Het is ingevolge deze bepaling dat de Vlaamse Regering voorstellen heeft ingediend die rekening
houden met de verschuivende regels die Eurostat poneert.
Juist omdat deze regels in beweging waren, heeft het tot op heden geen zin gehad om de gevolgen
ervan om te zetten in (bv.) een herfinanciering. De modaliteiten waarbinnen deze moeten geschieden,
moeten exact afgebakend zijn; anders dreigen er zware kosten gemaakt te worden, die als “sunk costs”
onmiddellijk moeten worden afgeschreven.
Juist omdat het dossier nog niet in beweging is, is er ook geen definitief advies van Eurostat bekend
gemaakt.
De Vlaamse Regering meent dat de aanpassingen die ze thans aan INR/Eurostat voorlegt, voldoen aan
de voorwaarden die door de statistische organen zijn gesteld en hoopt dat de Eurostat-visie op
classificatie van PPS-projecten zich stabiliseert. Dit laatste is overigens geen kritiek naar
INR/Eurostat. Het is logisch dat standpunten in de voorbije turbulente periode verduidelijkt moeten
worden.
Van zodra de Vlaamse Regering vanwege INR/Eurostat een antwoord zal krijgen, wat we binnen
afzienbare tijd verwachten, kan de herstructurering ook effectief van start gaan.
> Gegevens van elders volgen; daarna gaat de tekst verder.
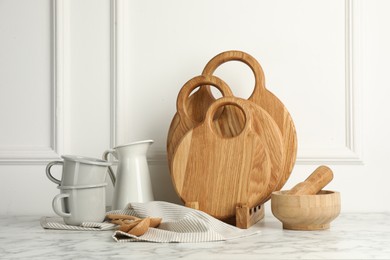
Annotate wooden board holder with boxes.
[185,201,264,229]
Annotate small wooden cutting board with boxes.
[171,97,283,220]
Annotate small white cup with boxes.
[46,155,112,186]
[52,183,107,226]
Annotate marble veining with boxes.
[0,213,390,259]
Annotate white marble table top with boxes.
[0,213,390,259]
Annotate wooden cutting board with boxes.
[171,97,282,220]
[167,75,232,171]
[201,51,297,193]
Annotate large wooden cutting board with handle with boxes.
[203,51,297,193]
[171,97,282,220]
[167,75,233,168]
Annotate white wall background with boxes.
[0,0,390,214]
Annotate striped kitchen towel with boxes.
[108,201,260,243]
[40,217,117,231]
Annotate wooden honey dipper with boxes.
[286,165,333,195]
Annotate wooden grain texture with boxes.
[171,97,282,220]
[167,76,232,171]
[271,190,341,230]
[203,51,297,195]
[235,204,265,229]
[287,165,333,195]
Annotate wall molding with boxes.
[111,0,363,165]
[0,0,70,165]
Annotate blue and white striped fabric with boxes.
[109,201,260,243]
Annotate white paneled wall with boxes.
[0,0,390,214]
[0,0,111,214]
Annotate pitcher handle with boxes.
[103,149,118,187]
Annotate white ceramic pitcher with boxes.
[103,140,154,210]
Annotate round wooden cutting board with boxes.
[167,75,232,171]
[201,51,297,193]
[171,97,283,220]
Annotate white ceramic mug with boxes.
[46,155,111,186]
[52,183,107,226]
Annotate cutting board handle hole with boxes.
[212,105,246,138]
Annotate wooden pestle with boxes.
[286,165,333,195]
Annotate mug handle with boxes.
[52,193,71,218]
[46,161,64,185]
[103,149,118,187]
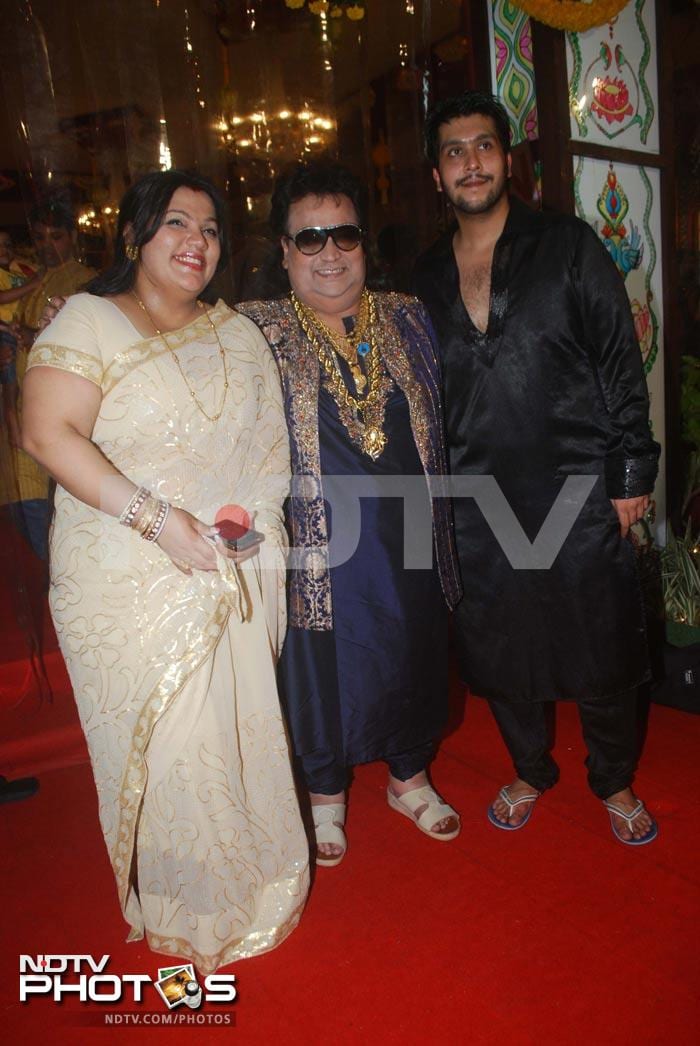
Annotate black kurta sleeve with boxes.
[572,223,660,498]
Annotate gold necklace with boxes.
[291,291,386,460]
[307,291,369,393]
[131,291,228,422]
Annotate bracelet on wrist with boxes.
[119,486,151,527]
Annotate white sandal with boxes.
[386,785,461,843]
[311,802,347,868]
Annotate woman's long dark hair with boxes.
[86,170,229,297]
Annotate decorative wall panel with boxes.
[574,157,664,521]
[566,0,659,153]
[489,0,538,145]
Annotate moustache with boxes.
[457,175,493,185]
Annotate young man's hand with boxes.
[610,494,649,538]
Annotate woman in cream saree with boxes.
[22,169,308,973]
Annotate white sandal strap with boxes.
[394,785,457,831]
[311,802,345,847]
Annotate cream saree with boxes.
[29,294,308,973]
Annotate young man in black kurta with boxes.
[415,92,659,844]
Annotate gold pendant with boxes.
[362,426,386,461]
[349,363,367,393]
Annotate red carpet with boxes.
[0,648,700,1046]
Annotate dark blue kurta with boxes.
[280,372,447,766]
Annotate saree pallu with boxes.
[29,294,308,973]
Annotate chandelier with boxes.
[216,103,337,166]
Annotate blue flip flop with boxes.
[487,788,542,832]
[603,799,659,846]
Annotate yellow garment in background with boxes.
[18,258,97,329]
[0,262,36,323]
[5,258,97,503]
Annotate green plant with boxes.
[661,520,700,627]
[680,356,700,451]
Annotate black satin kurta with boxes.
[415,200,659,702]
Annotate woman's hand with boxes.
[219,541,262,563]
[157,506,218,574]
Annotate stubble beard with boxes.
[447,176,507,214]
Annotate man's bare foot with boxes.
[491,777,540,828]
[605,788,654,841]
[309,792,345,858]
[389,770,459,836]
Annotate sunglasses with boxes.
[287,225,364,254]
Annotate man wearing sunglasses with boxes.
[238,163,459,866]
[416,85,659,846]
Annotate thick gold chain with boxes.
[131,291,228,422]
[314,291,369,393]
[290,291,386,459]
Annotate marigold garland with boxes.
[513,0,629,32]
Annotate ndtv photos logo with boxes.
[20,955,238,1009]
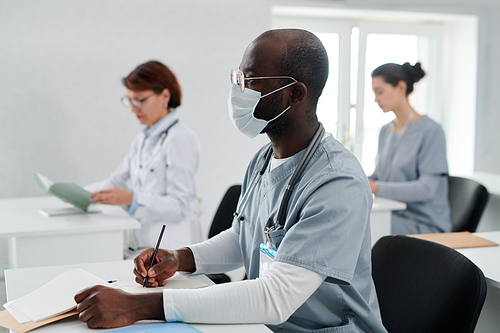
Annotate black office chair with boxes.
[372,235,486,333]
[207,185,241,284]
[448,176,489,232]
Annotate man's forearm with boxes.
[175,247,196,273]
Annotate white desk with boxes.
[370,196,406,244]
[457,231,500,333]
[0,196,140,268]
[5,260,271,333]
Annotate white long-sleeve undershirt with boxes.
[163,229,326,325]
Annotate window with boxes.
[273,7,477,174]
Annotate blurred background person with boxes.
[368,62,451,234]
[85,61,202,258]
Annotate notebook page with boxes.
[4,268,109,324]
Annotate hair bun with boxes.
[401,62,425,82]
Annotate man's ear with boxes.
[161,88,171,104]
[289,82,307,106]
[396,80,408,95]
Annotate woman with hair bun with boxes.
[85,61,202,258]
[368,62,451,234]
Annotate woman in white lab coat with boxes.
[85,61,202,258]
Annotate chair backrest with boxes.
[372,236,486,333]
[208,185,241,238]
[448,176,489,232]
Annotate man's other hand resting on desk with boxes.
[73,29,387,333]
[75,248,195,328]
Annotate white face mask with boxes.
[227,82,296,139]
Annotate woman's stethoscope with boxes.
[137,119,179,172]
[234,123,325,231]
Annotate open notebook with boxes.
[33,172,93,212]
[0,268,208,332]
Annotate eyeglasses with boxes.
[230,69,298,92]
[120,92,156,109]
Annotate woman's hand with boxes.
[368,178,378,194]
[90,187,134,206]
[134,248,196,287]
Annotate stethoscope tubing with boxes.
[234,123,325,230]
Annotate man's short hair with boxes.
[265,29,329,106]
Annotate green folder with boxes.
[34,172,94,211]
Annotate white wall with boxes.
[0,0,271,262]
[0,0,500,262]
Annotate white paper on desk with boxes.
[113,272,208,294]
[4,268,109,324]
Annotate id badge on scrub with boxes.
[259,243,276,276]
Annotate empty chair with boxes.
[372,235,486,333]
[448,176,489,232]
[207,185,241,284]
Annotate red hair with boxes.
[122,60,182,109]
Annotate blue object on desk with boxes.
[112,322,201,333]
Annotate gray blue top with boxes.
[369,116,451,234]
[233,135,386,332]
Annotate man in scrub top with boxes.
[75,29,386,332]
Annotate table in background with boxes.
[5,260,271,333]
[457,231,500,333]
[0,196,140,268]
[370,196,406,244]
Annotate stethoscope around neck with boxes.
[139,119,179,172]
[234,123,325,230]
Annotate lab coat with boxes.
[85,112,202,254]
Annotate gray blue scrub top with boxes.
[233,135,386,332]
[370,116,451,234]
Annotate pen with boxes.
[142,225,165,288]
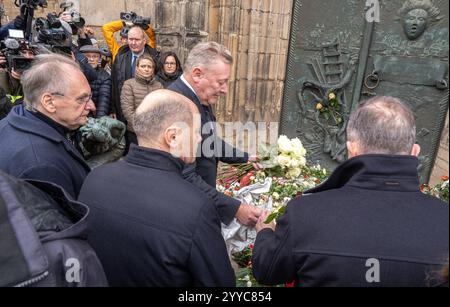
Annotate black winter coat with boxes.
[253,155,449,287]
[0,106,90,199]
[79,145,235,287]
[111,45,157,122]
[90,68,112,118]
[0,171,108,287]
[169,78,248,225]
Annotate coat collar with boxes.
[306,155,420,194]
[124,144,185,175]
[169,76,215,124]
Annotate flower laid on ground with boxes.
[422,176,449,203]
[221,136,449,287]
[217,135,329,223]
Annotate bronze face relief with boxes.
[397,0,442,40]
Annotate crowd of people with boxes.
[0,7,449,287]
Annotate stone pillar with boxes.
[430,114,449,186]
[154,0,208,63]
[210,0,293,123]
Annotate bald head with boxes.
[134,90,198,143]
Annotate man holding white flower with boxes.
[169,42,261,225]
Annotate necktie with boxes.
[131,54,137,77]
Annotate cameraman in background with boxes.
[0,31,35,119]
[102,12,156,62]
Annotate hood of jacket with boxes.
[305,155,420,194]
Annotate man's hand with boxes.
[256,211,276,233]
[248,156,264,171]
[236,203,262,226]
[59,11,72,23]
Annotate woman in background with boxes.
[157,51,183,88]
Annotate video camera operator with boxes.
[0,30,35,119]
[102,12,156,61]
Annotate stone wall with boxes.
[430,114,449,185]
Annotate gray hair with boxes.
[347,96,416,155]
[21,53,81,111]
[134,90,193,141]
[184,42,233,72]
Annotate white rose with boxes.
[277,155,291,167]
[278,135,293,154]
[287,168,302,179]
[272,192,280,200]
[289,158,302,168]
[291,138,306,158]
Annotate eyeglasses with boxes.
[51,92,92,105]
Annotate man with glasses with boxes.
[0,54,95,198]
[111,26,157,122]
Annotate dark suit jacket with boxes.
[169,79,248,225]
[79,145,235,287]
[0,106,90,198]
[253,155,449,287]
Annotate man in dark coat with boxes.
[0,171,108,287]
[169,42,261,225]
[253,97,449,287]
[80,45,111,118]
[111,26,157,122]
[0,54,95,198]
[79,90,235,287]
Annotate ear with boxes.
[411,144,422,157]
[41,93,56,113]
[347,141,360,159]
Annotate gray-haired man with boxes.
[253,97,449,287]
[0,54,95,198]
[80,90,235,287]
[169,42,261,225]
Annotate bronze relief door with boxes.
[280,0,449,183]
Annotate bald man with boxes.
[79,90,235,287]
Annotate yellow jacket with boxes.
[102,20,156,62]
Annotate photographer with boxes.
[0,39,35,119]
[102,13,156,61]
[80,46,111,118]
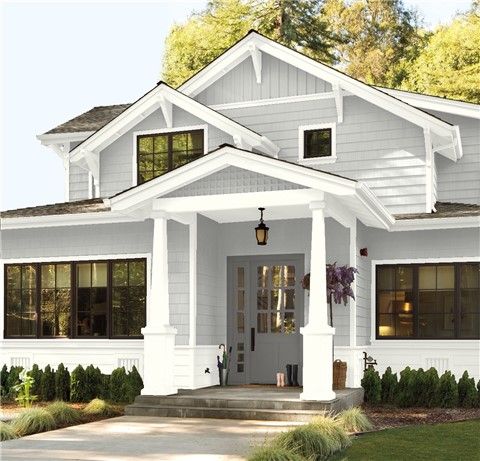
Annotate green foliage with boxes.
[437,371,458,408]
[12,408,56,437]
[403,6,480,103]
[55,363,70,402]
[83,399,116,416]
[247,445,305,461]
[45,400,82,426]
[273,424,339,460]
[40,365,55,402]
[70,365,88,402]
[110,367,128,402]
[163,0,334,86]
[395,367,416,408]
[84,365,102,402]
[419,367,440,408]
[336,407,373,432]
[127,365,143,403]
[13,370,38,408]
[382,367,398,403]
[0,421,17,442]
[361,368,382,405]
[29,363,43,398]
[458,371,478,408]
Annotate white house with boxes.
[0,31,480,400]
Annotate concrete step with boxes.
[125,404,321,422]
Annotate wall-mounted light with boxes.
[255,208,269,245]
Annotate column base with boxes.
[300,325,336,401]
[142,325,178,395]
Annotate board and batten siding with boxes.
[221,96,426,214]
[100,107,233,197]
[431,111,480,204]
[195,53,332,106]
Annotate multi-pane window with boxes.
[4,259,146,338]
[112,261,146,337]
[303,128,332,158]
[40,264,72,337]
[137,130,204,184]
[376,263,480,339]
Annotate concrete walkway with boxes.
[0,416,295,461]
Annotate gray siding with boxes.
[197,215,222,345]
[432,112,480,204]
[165,166,303,197]
[195,53,331,105]
[222,96,426,213]
[100,107,233,197]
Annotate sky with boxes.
[0,0,471,210]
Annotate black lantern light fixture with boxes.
[255,208,269,245]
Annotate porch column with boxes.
[300,201,335,400]
[142,212,177,395]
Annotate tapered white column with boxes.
[142,212,177,395]
[300,202,335,400]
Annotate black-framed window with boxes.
[303,128,333,158]
[4,259,146,338]
[376,262,480,339]
[137,129,204,184]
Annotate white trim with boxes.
[132,124,208,186]
[370,256,480,345]
[209,91,335,110]
[298,122,337,165]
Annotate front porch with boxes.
[125,385,363,422]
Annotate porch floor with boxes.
[125,385,363,421]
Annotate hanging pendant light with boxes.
[255,208,269,245]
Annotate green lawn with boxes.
[332,419,480,461]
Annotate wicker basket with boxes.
[333,359,347,389]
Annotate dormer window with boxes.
[136,129,205,184]
[298,123,336,164]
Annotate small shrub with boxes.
[421,367,440,408]
[83,399,117,416]
[29,363,43,398]
[45,400,82,426]
[110,367,130,402]
[55,363,70,402]
[248,445,305,461]
[12,408,55,437]
[395,367,416,408]
[40,365,55,402]
[458,371,478,408]
[337,407,373,432]
[127,365,143,403]
[273,424,338,460]
[381,367,398,403]
[438,371,458,408]
[361,368,382,405]
[0,421,17,442]
[70,365,88,402]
Inzake zijn concrete vragen kan ik de Vlaamse volksvertegenwoordiger aangeven dat er thans nog
geen antwoord is van INR/Eurostat, de gebruikelijke antwoordtermijn is immers 2 à 5 maanden.
Bovendien stip ik bijkomend aan dat deze discussie het programma zelf niet vertraagt. Scholen van
Morgen functioneert, sluit contracten af en start bouwwerven op. Of het programma al dan niet ESRneutraal is, heeft niets te maken met de werking van Scholen van Morgen, enkel met de financiering
van het programma. Dat programma was tevens van bij de opzet volledig gewaarborgd door de
Vlaamse Gemeenschap, hetgeen inmiddels door Eurostat wordt aanzien als een beslissend criterium
om te beslissen dat deze financiering moet worden opgenomen binnen de sector “overheid”.
Wat alternatieven betreft, bestaan er scenario’s om de gevolgen van een ESR-classificatie binnen de
sector “overheid” minstens gedeeltelijk te mitigeren. Maar het is duidelijk te vroeg om hier werk van
te maken, ervan uitgaande dat, mét de stabilisering van het Eurostat-standpunt en mét de laatste
voorstellen van de Vlaamse Regering, er een correcte oplossing wordt gevonden voor dit vraagstuk.